Le procedure ordinarie per accedere all'erogazione di un mutuo sono le seguenti:

- Apertura dell'istruttoria:

Colui che desidera chiedere un mutuo presenta la richiesta di concessione specificando tutti i dati tecnici ed economici necessari all'Istituto di Credito per la valutazione preliminare della domanda e che riguardano sia le sue condizioni economiche che le finalità della richiesta . L'istituto di Credito può anche richiedere documenti accessori quali compromesso, atto di provenienza del bene da acquistare, documentazione catastale, etc.

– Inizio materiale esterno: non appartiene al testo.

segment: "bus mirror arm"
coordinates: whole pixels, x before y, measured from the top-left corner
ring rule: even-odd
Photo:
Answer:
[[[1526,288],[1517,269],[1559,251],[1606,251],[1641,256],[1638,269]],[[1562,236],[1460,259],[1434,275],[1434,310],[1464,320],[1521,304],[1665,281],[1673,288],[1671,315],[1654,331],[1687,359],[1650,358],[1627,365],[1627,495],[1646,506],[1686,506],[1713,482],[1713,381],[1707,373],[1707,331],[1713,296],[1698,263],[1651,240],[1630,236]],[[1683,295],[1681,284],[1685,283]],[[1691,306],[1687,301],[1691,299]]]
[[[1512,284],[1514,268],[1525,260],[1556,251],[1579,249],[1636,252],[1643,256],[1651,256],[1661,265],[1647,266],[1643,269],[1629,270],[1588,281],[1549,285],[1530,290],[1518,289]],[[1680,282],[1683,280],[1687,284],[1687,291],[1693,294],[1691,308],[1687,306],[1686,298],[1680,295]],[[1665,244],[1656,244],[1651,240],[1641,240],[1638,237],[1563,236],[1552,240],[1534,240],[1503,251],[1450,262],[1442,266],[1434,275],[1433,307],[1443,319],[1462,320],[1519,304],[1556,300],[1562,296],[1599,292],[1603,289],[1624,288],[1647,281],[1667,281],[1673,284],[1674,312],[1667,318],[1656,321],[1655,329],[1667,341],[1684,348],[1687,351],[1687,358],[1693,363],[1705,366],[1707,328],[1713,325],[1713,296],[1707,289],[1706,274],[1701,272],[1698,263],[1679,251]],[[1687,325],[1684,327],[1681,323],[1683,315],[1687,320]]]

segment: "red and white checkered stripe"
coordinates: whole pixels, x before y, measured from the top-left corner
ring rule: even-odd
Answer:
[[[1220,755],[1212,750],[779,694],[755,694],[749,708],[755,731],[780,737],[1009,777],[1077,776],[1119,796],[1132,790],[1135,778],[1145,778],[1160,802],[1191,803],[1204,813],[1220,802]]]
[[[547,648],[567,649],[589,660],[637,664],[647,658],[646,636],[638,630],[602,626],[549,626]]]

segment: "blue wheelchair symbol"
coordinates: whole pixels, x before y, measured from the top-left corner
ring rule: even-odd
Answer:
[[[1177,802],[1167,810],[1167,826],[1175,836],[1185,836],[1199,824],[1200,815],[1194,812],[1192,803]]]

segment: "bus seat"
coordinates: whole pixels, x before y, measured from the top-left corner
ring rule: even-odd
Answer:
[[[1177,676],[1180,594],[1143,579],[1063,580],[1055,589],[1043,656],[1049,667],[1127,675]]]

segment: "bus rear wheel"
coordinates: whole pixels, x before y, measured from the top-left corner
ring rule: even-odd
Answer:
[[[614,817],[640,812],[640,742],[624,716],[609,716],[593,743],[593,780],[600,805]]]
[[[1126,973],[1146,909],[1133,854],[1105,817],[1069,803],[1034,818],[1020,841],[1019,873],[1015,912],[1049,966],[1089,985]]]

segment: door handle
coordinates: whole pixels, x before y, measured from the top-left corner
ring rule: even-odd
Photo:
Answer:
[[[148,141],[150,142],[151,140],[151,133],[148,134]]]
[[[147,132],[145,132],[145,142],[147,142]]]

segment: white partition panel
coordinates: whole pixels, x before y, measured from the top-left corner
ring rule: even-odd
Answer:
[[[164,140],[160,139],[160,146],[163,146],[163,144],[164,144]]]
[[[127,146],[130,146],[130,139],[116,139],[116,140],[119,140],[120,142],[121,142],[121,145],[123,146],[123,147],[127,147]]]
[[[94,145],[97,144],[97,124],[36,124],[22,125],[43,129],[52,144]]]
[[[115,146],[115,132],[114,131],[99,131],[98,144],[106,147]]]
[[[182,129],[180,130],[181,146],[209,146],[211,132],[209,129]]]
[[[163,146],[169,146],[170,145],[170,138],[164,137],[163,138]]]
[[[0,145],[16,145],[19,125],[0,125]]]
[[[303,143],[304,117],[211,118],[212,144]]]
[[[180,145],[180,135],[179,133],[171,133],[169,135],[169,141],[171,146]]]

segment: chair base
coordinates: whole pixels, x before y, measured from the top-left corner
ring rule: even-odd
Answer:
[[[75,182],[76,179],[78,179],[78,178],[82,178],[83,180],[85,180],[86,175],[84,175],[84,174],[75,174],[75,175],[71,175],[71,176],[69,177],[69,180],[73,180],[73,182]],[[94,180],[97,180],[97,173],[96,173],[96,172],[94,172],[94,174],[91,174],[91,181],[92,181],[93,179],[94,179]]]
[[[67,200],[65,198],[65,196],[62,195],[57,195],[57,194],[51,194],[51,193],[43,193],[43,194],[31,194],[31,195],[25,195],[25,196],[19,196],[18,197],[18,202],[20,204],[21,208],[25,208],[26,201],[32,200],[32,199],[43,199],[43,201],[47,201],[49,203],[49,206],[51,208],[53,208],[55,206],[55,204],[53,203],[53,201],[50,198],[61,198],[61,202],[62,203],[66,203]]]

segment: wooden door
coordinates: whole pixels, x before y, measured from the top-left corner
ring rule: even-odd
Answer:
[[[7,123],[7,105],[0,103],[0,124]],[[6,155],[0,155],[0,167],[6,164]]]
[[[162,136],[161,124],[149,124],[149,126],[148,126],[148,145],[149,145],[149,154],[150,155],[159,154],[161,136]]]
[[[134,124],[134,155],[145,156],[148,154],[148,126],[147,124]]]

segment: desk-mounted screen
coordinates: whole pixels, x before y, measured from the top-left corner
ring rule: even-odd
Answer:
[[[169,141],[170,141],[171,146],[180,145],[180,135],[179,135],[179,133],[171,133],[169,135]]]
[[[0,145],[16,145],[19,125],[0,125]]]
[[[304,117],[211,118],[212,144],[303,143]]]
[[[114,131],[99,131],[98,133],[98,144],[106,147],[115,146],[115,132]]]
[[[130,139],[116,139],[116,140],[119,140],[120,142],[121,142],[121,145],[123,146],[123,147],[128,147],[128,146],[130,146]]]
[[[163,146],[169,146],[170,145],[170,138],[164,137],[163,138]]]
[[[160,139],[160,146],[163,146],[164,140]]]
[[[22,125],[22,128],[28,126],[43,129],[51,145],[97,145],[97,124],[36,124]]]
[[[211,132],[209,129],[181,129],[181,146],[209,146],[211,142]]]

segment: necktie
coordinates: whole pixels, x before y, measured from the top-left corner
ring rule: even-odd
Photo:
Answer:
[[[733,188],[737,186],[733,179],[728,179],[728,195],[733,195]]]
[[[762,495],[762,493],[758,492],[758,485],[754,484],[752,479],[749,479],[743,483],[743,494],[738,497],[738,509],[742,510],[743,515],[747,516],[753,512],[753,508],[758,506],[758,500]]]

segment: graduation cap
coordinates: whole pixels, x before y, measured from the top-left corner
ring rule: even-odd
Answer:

- Perizia ed altri accertamenti:

Il bene che il mutuatario porta come garanzia del credito deve essere esaminato da un perito di fiducia dell' Istituto di Credito mutuante, il quale deve precisarne consistenza, caratteristiche giuridiche e tecniche e soprattutto deve specificarne il valore; a seconda dei casi possono esserci altri accertamenti relativi a particolari situazioni di fatto e di diritto. Il perito, in genere, è un esperto di estimo catastale che raramente lavora alle dipendenze dell' Istituto di credito mutuante.

- Chiusura dell'istruttoria:

L 'istruttoria, in seguito all'esame di tutte le condizioni economiche e di diritto riguardanti il soggetto richiedente e la garanzia proposta, si definisce o con la delibera di concessione o con la mancata concessione.

- Atto di mutuo:

L' atto di mutuo fa sì che il contratto entri in pieno effetto e pertanto l'Istituto di Credito mutuante consegna il capitale al mutuatario, cioè a colui che presta la garanzia, e l'ipoteca viene iscritta.

I preventivi rilasciati prima di dare corso all'istruttoria non sono vincolanti per la banca che, dopo la delibera, potrebbe applicare spread e spese accessorie differenti.

Fra tutti i contratti tipici, il contratto di mutuo, presenta una delle procedure precontrattuali più articolate e complesse.